De outro lado, não nos parece lícita a exigência de comprovante fiscal referente ao negócio jurídico objeto da demanda. A regra processual, que tem como fonte, no caso, o Código de Processo Civil, é que todos os meios de prova, se lícitos e legítimos, podem ser admitidos em juízo. Assim, não faz sentido exigir-se unicamente a apresentação de determinada prova documental para que a pretensão autoral seja apreciada. Também não é razoável pretender-se que o Judiciário deva fazer as vezes do Fisco na fiscalização de recolhimento e regularidade tributária, visto que não é da sua competência exercer tal tarefa. Há patente excesso de poder nessa postura, que também é justificada pela ideia de filtro de demandas, anteriormente colocada.
Já o enunciado nº 141 do FONAJE, que tem aplicação relacionada à representação por prepostos em audiências, cria um grande obstáculo ao acesso a justiça por parte de microempresas e empresas de pequeno porte. Sem embargo, a exigência de que somente o sócio administrador ou empresário titular possam comparecer à audiência impõe regra que não está prevista em lei. Mais do que isso, essa regra padece de inconstitucionalidade, por afrontar o princípio da igualdade, previsto no caput do artigo 5º, além da disposição prevista no artigo 170, inciso IX, que elenca, como um dos princípios gerais da atividade econômica, o “tratamento favorecido para as empresas de pequeno porte constituídas sob as leis brasileiras e que tenham sua sede e administração no país”.

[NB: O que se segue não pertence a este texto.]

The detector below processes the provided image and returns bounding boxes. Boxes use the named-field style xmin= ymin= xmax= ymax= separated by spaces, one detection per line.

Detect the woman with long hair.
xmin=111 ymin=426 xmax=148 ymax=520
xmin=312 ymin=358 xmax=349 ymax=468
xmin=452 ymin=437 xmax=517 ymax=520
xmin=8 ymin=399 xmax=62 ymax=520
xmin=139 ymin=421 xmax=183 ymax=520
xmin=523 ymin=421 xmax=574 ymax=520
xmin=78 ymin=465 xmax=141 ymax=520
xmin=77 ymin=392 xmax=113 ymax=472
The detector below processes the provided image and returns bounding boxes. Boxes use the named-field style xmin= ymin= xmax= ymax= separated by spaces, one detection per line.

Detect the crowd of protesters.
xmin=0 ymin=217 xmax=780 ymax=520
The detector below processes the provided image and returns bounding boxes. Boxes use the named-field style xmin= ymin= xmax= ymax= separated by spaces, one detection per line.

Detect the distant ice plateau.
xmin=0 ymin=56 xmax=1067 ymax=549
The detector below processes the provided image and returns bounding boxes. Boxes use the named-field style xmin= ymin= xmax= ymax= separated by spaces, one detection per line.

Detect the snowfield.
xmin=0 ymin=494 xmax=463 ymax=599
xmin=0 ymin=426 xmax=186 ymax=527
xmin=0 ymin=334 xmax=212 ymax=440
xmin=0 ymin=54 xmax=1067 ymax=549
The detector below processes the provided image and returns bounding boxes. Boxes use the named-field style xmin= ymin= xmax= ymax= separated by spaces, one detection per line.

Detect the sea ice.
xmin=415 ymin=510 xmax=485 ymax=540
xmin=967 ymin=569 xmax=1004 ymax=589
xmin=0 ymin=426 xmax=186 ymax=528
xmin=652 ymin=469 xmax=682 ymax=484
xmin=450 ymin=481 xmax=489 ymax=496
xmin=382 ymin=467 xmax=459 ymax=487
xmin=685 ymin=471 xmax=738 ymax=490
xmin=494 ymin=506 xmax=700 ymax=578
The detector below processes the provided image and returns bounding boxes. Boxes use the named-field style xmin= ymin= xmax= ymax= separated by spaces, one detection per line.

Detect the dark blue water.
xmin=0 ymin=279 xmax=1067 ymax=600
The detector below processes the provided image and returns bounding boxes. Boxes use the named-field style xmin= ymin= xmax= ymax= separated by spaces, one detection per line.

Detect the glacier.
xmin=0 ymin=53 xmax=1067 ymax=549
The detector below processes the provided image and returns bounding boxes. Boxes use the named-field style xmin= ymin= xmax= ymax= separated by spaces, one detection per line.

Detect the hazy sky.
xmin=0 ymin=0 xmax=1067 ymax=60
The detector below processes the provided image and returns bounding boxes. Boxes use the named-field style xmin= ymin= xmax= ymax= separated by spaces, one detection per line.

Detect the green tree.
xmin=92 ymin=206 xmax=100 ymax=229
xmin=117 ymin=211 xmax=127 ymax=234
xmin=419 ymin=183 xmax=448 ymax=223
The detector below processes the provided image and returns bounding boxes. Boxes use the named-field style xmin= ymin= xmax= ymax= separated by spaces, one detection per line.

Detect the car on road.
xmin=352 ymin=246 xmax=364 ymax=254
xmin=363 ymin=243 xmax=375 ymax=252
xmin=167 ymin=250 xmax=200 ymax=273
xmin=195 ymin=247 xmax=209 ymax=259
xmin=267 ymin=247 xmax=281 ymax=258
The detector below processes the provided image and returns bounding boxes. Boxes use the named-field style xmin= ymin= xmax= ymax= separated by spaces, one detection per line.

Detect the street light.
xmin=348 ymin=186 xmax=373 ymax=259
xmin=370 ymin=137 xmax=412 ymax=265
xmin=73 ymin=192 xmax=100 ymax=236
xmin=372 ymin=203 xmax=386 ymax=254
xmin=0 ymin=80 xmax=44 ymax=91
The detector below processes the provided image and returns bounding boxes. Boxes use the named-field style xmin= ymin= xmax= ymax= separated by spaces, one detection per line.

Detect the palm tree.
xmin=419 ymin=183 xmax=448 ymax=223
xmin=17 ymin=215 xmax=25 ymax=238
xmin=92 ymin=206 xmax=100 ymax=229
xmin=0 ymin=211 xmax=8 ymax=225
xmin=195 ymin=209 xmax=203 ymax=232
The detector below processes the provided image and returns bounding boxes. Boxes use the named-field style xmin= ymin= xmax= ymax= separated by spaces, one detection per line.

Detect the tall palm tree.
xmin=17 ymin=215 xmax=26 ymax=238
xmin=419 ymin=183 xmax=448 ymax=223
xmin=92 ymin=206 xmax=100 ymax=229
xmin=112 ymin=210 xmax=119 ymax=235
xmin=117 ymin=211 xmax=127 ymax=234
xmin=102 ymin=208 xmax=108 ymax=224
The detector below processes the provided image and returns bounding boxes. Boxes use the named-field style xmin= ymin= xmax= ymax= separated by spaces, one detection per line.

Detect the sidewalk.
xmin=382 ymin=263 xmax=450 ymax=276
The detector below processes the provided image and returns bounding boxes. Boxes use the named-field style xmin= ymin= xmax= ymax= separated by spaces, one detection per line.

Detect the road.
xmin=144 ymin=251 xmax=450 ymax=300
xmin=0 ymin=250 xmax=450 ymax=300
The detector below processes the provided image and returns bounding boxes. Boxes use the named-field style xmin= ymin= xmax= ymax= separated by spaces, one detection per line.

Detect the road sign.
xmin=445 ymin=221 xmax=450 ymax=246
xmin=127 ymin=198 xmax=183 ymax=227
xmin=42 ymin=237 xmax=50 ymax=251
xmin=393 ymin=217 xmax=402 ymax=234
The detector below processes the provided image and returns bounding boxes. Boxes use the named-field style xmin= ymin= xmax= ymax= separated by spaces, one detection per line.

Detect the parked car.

De fato, ao interpretar de forma conjugada os dois mencionados dispositivos constitucionais, extrai-se a conclusão de que a única hipótese de tratamento desigual entre empresas comuns e empresas de pequeno porte seria em algum tipo de tratamento favorecido para estas, justamente como estabelece o inciso IX do artigo 170 da Carta Magna. Ao contrário, entretanto, o enunciado de nº 141 pretende que os pequenos empresários tenham tratamento desfavorecido em relação à sua representação em audiências, o que não nos parece em consonância com a sistemática constitucional apresentada.
Há de se ressaltar que tal medida teoricamente teria o condão de incentivar mais a conciliação, pois se presume que o “dono” de uma pequena empresa tem maior poder transacional do que um preposto. Entretanto, essa premissa não pode obrigar o pequeno empresário a comparecer em juízo em audiências que podem ser feitas por um representante, assim como é feito em relação a outras empresas sem tratamento fiscal diferenciado. Trata-se de imposição que, inclusive, importa em prejuízos concorrenciais ao pequeno empresário.
Por todo o exposto, é de grande valia e digno de aplausos o enunciado de número 61, da II Jornada de Direito Comercial, que vai ao encontro da essência das normas de favorecimento aos micro e pequenos empresários que, como mencionado acima, representam 98,1% do mercado brasileiro. Veremos como os aplicadores irão recepcionar esse enunciado, já que os mencionados enunciados do FONAJE ainda coexistem. Espera-se que os tribunais decidam essa questão, de preferência em favor dos arrojados micro e pequenos empresários brasileiros.
[1] A evolução das microempresas e pequenas empresas 2009 a 2012. SEBRAE: Séries estudos e pesquisas, 2014.